Amazon Dynamo used a concept they termed “sloppy quorums”. They describe it as follows:
If Dynamo used a traditional quorum approach it would be unavailable during server failures and network partitions, and would have reduced durability even under the simplest of failure conditions. To remedy this it does not enforce strict quorum membership and instead it uses a “sloppy quorum”; all read and write operations are performed on the first N healthy nodes from the preference list, which may not always be the first N nodes encountered while walking the consistent hashing ring.

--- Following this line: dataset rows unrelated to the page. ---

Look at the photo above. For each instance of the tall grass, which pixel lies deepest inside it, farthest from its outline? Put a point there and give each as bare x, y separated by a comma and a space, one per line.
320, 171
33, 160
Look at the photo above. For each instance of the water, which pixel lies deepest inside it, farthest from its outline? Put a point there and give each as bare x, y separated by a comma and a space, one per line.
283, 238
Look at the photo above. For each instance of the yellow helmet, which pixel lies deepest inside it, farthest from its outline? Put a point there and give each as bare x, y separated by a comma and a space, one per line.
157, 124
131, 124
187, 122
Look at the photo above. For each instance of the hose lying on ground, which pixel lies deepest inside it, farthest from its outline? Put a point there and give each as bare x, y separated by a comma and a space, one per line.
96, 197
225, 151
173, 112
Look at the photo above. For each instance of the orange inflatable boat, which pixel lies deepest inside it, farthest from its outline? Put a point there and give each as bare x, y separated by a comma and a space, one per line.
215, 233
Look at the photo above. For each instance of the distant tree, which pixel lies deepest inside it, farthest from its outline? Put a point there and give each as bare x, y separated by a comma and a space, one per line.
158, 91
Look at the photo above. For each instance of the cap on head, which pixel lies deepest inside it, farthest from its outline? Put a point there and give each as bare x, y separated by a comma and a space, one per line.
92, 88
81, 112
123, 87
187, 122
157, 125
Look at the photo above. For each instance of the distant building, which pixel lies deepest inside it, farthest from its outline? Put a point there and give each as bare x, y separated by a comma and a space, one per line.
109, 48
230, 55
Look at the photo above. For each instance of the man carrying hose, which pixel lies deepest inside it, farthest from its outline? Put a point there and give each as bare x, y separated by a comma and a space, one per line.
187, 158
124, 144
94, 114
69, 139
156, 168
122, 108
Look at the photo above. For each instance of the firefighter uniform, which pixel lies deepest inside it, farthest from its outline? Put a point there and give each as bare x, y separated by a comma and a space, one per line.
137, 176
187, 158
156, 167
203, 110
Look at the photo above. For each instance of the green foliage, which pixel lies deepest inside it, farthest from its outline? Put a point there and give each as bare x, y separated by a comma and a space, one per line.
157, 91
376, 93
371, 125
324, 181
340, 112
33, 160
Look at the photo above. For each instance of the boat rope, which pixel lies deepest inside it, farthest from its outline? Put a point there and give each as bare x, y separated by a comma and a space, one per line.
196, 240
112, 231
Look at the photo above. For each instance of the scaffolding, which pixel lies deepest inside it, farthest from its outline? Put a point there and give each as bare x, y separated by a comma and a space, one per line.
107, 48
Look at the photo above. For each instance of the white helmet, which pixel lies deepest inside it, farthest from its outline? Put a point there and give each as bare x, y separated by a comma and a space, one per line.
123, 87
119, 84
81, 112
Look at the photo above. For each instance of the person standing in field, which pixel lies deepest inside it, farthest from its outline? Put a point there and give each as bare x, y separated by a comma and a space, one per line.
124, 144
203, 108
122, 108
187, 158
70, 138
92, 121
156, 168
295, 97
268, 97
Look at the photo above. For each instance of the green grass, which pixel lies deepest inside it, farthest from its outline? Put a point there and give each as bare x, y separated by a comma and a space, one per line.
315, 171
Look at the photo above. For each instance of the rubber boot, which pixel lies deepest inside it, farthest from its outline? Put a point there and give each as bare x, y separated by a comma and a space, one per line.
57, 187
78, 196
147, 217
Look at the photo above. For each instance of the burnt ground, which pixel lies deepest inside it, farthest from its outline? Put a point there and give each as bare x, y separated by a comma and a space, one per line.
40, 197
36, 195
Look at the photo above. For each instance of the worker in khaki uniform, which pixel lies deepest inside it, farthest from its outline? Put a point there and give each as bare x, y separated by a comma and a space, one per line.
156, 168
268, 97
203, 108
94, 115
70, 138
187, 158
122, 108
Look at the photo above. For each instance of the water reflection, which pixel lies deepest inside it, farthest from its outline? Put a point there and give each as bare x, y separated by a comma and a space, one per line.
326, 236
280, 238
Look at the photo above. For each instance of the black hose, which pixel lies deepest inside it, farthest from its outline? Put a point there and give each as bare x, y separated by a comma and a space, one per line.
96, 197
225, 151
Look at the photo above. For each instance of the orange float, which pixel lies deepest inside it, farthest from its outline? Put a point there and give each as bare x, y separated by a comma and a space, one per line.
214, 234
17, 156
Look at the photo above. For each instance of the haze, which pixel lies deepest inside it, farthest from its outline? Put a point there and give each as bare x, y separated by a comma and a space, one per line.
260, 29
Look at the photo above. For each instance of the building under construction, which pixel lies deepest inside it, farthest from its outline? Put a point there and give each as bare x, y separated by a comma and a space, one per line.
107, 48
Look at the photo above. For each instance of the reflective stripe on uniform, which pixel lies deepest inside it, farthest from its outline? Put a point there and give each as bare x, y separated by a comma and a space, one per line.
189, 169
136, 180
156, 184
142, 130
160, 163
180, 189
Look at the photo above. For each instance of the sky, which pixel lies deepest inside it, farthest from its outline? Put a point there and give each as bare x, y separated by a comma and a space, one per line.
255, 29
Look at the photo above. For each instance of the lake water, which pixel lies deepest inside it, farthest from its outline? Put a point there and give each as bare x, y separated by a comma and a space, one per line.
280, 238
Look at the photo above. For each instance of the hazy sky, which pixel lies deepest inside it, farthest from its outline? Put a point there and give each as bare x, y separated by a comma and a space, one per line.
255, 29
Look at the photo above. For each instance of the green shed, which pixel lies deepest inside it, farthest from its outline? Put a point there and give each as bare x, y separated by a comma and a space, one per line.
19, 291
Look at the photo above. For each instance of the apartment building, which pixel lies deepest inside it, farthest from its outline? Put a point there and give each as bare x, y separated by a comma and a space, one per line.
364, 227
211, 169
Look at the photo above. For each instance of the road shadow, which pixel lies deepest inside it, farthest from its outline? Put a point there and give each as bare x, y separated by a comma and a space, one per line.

I am no expert on Cassandra, but my reading of the Cassandra api page is that its quorums are non-sloppy. (Please let me know in the comments if that is not the case.) Specifically it says:
All discussion of “nodes” here refers to nodes responsible for holding data for the given key; “surrogate” nodes involved in HintedHandoff do not count towards achieving the requested ConsistencyLevel.
This is quite interesting, as Werner Vogel’s quote at the top suggests that quorum sloppiness is really important! So let’s look a bit deeper.
Note: Cassandra does support a ConsistencyLevel of ANY which I read as allowing writes to what they call “Surrogate nodes”. So Cassandra can, as I read it, do sloppy writes when one desires dynamo-style W=1 factor, by specifying ANY.
Let’s break implementations into one of three classes:
- Sloppy quorums - as outlined in the Dynamo paper.
- Strict quorums - writes do not persist if we cannot get acks back from W quorum members.
- Strict-warn quorums - writes return an error if we cannot get acks back from W quorum members; however, the data might persist despite the acknowledgment.
I make the distinction between Strict and Strict-warn as I am not sure to which Cassandra belongs. (What’s the answer?)
Sloppy Quorums
As this is the Dynamo behavior, this case presumably is well understood.
Strict Quorums
At first glance one would assume availability is poor for Strict quorums. However, perhaps if we have rack-aware and data-center aware assignment of the N nodes, it’s not so bad?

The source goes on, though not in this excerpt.